The team Ange Postecoglou put out was nowhere close to being ready for a Champions League tie. In their starting XI were two teenage centre-backs with less than ten senior games between them, a right-back who played once last season, Scotland's fourth-choice keeper and a 19-year-old just signed from Israel.

Those desperate circumstances are of course no fault of the manager's, and the fact that he was forced to field such a disjointed, inexperienced team explains why his tone after the game was mostly positive. They weren't near ready, but they still faced up to a tough tie and took it the distance.

Postecoglou will feel that, given time and some more new signings, the only way to go is up. The problem is that Celtic, the club, don't look capable of progressing forward.

They've been an unmitigated shambles for the last 12 months, crumbling at the first sign of a genuine challenge from Rangers then having no clue how to respond once their nine-year stranglehold on Scottish football was broken.

They were indecisive on Neil Lennon, they were indecisive on Eddie Howe, and now Postecoglou is in the door, they have been ponderous and hesitant over new signings. That's what has cost them their place in the Champions League for the fourth straight season.

There's no doubting that they are going to get better on the pitch in the months ahead. New centre-back Carl Starfelt and Japanese attacker Kyogo Furuhashi look like serious upgrades, while Portuguese right-back Aurelio Buta looks set to replace Anthony Ralston.

Throw those three, and a number of other new faces, into the aggressive Postecoglou system that showed real promise at stages against Midtjylland, and there is a winning formula in there somewhere.
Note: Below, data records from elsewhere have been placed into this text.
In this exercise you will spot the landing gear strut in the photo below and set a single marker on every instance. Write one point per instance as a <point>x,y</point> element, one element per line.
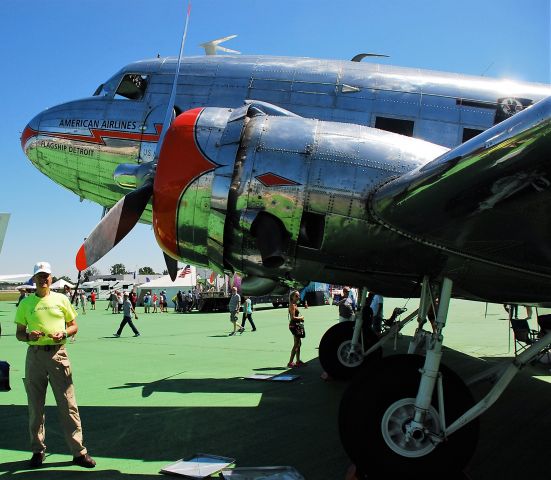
<point>411,415</point>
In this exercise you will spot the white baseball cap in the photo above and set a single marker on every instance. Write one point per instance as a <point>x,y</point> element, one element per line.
<point>42,267</point>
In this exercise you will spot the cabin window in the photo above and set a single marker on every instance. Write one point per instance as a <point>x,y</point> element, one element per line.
<point>469,133</point>
<point>132,86</point>
<point>396,125</point>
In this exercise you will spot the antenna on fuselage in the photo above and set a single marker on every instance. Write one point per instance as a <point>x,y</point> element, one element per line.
<point>124,215</point>
<point>212,47</point>
<point>361,56</point>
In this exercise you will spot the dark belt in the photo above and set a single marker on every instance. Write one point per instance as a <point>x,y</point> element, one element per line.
<point>47,348</point>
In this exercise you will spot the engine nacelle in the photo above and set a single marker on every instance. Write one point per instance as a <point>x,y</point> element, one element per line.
<point>273,196</point>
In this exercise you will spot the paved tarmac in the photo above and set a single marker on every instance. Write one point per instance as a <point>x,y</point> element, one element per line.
<point>178,389</point>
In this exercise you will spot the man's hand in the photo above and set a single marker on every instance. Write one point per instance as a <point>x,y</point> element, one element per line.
<point>35,335</point>
<point>58,336</point>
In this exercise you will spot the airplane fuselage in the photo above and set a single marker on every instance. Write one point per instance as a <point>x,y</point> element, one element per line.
<point>314,176</point>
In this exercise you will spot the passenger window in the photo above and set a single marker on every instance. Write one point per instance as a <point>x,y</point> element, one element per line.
<point>396,125</point>
<point>132,86</point>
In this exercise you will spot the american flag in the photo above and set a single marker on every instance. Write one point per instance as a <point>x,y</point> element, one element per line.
<point>185,271</point>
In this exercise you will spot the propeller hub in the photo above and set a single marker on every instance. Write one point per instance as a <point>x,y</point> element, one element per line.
<point>132,176</point>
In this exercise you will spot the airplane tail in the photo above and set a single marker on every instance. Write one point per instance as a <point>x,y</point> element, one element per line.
<point>488,198</point>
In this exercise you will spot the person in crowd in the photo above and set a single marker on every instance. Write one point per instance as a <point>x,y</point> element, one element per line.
<point>180,303</point>
<point>189,301</point>
<point>377,309</point>
<point>247,314</point>
<point>22,295</point>
<point>163,302</point>
<point>82,296</point>
<point>347,309</point>
<point>147,302</point>
<point>127,310</point>
<point>120,301</point>
<point>155,302</point>
<point>234,305</point>
<point>296,327</point>
<point>44,320</point>
<point>114,300</point>
<point>133,297</point>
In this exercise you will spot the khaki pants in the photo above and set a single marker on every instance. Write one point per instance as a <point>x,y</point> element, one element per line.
<point>42,366</point>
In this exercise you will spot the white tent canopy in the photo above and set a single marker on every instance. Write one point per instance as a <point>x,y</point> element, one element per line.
<point>60,285</point>
<point>184,282</point>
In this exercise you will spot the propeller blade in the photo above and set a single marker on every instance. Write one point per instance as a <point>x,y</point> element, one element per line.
<point>171,266</point>
<point>113,227</point>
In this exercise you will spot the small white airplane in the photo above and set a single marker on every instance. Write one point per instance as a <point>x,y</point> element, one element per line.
<point>4,219</point>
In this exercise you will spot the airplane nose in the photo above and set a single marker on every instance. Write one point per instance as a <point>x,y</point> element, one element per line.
<point>30,131</point>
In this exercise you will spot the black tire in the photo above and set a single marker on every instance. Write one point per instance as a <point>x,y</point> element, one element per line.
<point>368,398</point>
<point>334,344</point>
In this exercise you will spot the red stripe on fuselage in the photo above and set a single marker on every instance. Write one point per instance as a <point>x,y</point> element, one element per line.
<point>180,163</point>
<point>96,136</point>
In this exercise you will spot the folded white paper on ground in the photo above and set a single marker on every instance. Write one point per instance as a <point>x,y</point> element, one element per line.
<point>201,465</point>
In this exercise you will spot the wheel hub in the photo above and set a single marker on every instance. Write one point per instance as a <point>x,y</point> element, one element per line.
<point>401,437</point>
<point>349,354</point>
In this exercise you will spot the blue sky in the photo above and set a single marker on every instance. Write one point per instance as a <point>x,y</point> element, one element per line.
<point>59,50</point>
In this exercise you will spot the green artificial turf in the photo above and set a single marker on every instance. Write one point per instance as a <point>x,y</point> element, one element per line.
<point>178,389</point>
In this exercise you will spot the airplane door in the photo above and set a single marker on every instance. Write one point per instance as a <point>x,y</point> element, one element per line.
<point>151,130</point>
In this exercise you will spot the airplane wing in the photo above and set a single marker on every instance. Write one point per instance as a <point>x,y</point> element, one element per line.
<point>488,199</point>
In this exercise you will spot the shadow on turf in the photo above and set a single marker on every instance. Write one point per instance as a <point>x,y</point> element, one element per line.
<point>282,427</point>
<point>47,472</point>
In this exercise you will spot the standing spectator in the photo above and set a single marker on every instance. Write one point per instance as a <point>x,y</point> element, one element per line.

Regardless of how Postcoglou fares in the early part of his Celtic career, however, the main concern is whether they have the long-term strategy to make it last.

Do new CEO Dominic McKay and the new-look Celtic board genuinely have a plan to rebuild the club out of the shambles it has become? Or are they flying blind once more, hoping against hope for short-term success to ease the fans concerns so they can worry about the rest later?

If it's to be the former, they will have to start acting decisively on all fronts. Postecolou has already admitted his frustrations at how the club have dithered over new signings, so if they have any recruitment strategy to speak of, they have to start trusting it.

They also need to decide on their plan with Postecoglou and stick with it. The Australian has to be given time, unconditionally, otherwise it will just be further proof that his appointment was made with no long-term goal in mind.

The years ahead at Celtic will be very interesting, but you could forgive fans for having minimal faith in those in charge to drive it forward. The past 12 months have been a shambles which may have set them back years - it's up to those at the top now to prove it's been a bump in the road, rather than a harrowing sign of what is to come.